Egypt is well known for its pyramids and the Sphinx, the animal like creature with a human head. It is well known for the fertility along the Nile River, and also for the fabulous historic displays in the Cairo Museum. From a Christian perspective, Egypt is mentioned by name more than a thousand times in the Holy Scriptures. In addition, several of the ancient Pharaohs are mentioned by name in the Bible, thus enabling a reliable correlation for ancient events in the Middle Eastern areas.
Wireless came to Egypt quite early. The New York Times on March 8, 1912, stated that a large wireless station would be established in Egypt as part of the Imperial Wireless Scheme as outlined by the famous Guglielmo Marconi. This station was constructed at Abu Zaabal on the north eastern edge of Cairo during the year 1914.
The 300 kW transmitter at Abu Zaabal was on the air on 55 and 66 kHz longwave under the callsign SUC and it communicated with a similar station at Leafield in England. This station, after successive upgradings and modernizations, was destroyed in 1954 during the Suez War.
During the early 1920s, several small broadcasting stations were established in Egypt, mainly in Cairo and Alexandria; though in 1931, the government closed all of the irregular stations, permitting just a few well run stations to remain on air. The Egyptian State Broadcasting Service was established in 1934, and all radio broadcasting in Egypt has since remained under government control until more recent times.
On the shortwave scene, new shortwave transmitters were installed at the longwave transmitting station at Abu Zaabal in the late 1920s, and it appears that initially two units rated at 10 kW were in use. These units were on the air for phone communication with Europe and the United States under callsigns in the SU series, such as SUV, SUX and SUZ. The first known usage of these shortwave transmitters with the broadcast of radio programming was in mid 1935, when station SUV was noted on 9570 kHz in both the United States and Australia. Over the years, the shortwave base at Abu Zaabal has been re-outfitted with numerous additional transmitters, and at the present time a total of 18 are listed at this site.
Another shortwave station located at Mokattam, also near Cairo, was developed in the late 1950s, and at least four transmitters at 50 kW and 100 kW have been in use. This station is no longer on the air.
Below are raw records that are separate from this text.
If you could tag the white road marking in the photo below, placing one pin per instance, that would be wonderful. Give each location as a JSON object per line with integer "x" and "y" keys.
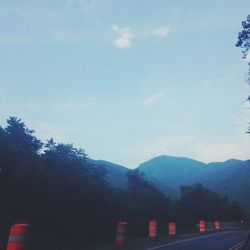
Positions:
{"x": 238, "y": 245}
{"x": 187, "y": 240}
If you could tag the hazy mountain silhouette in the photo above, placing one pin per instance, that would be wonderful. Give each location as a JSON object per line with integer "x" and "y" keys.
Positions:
{"x": 230, "y": 178}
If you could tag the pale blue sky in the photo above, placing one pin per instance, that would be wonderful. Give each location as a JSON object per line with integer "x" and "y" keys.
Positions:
{"x": 128, "y": 80}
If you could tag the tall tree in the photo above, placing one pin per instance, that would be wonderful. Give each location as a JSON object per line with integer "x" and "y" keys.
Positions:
{"x": 244, "y": 43}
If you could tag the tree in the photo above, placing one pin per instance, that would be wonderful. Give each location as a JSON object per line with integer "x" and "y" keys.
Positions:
{"x": 244, "y": 43}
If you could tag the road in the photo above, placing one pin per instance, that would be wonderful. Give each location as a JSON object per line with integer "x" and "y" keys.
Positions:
{"x": 219, "y": 241}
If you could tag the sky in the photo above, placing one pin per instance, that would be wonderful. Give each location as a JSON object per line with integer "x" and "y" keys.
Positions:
{"x": 128, "y": 80}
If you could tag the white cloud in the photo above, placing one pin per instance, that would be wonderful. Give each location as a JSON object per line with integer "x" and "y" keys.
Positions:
{"x": 126, "y": 36}
{"x": 161, "y": 31}
{"x": 45, "y": 131}
{"x": 154, "y": 98}
{"x": 124, "y": 39}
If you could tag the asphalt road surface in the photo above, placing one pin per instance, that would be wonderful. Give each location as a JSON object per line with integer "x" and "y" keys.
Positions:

A third shortwave base was developed at Abis near Alexandria also in the late 1950s with several Marconi transmitters rated at 250 kW and 500 kW. The Abis station is still in use today with 9 transmitters listed.
Over the years since the mid 1930s, the statistics show that Radio Cairo shortwave has utilized a total of somewhere around 40 shortwave transmitters ranging in power from 10 kW to 500 kW. Although Egypt on shortwave was not always a reliable verifier, yet multitudes of colorful QSL cards, showing ancient monuments and current scenes have been issued.
Radio in the Land of the Ancient Phoenicians
And now we cross over to the other country of recent turmoil, Tunisia. This North African country lies at the top of Africa and it is nearly 500 miles long and a little over 200 miles wide. The total population is around 10 million, and the capital city of Tunisia is Tunis.
The history of Tunisia goes way back into antiquity, with ancient tribal peoples inhabiting the area. The famous city of Carthage was established in the year 814 BC by Phoenician colonists from Tyre on the Mediterranean coast of Palestine. History tells us that Queen Elissa took a contingent of settlers from the Phoenician coast in Palestine and established Carthage in Africa, which means New City in their language.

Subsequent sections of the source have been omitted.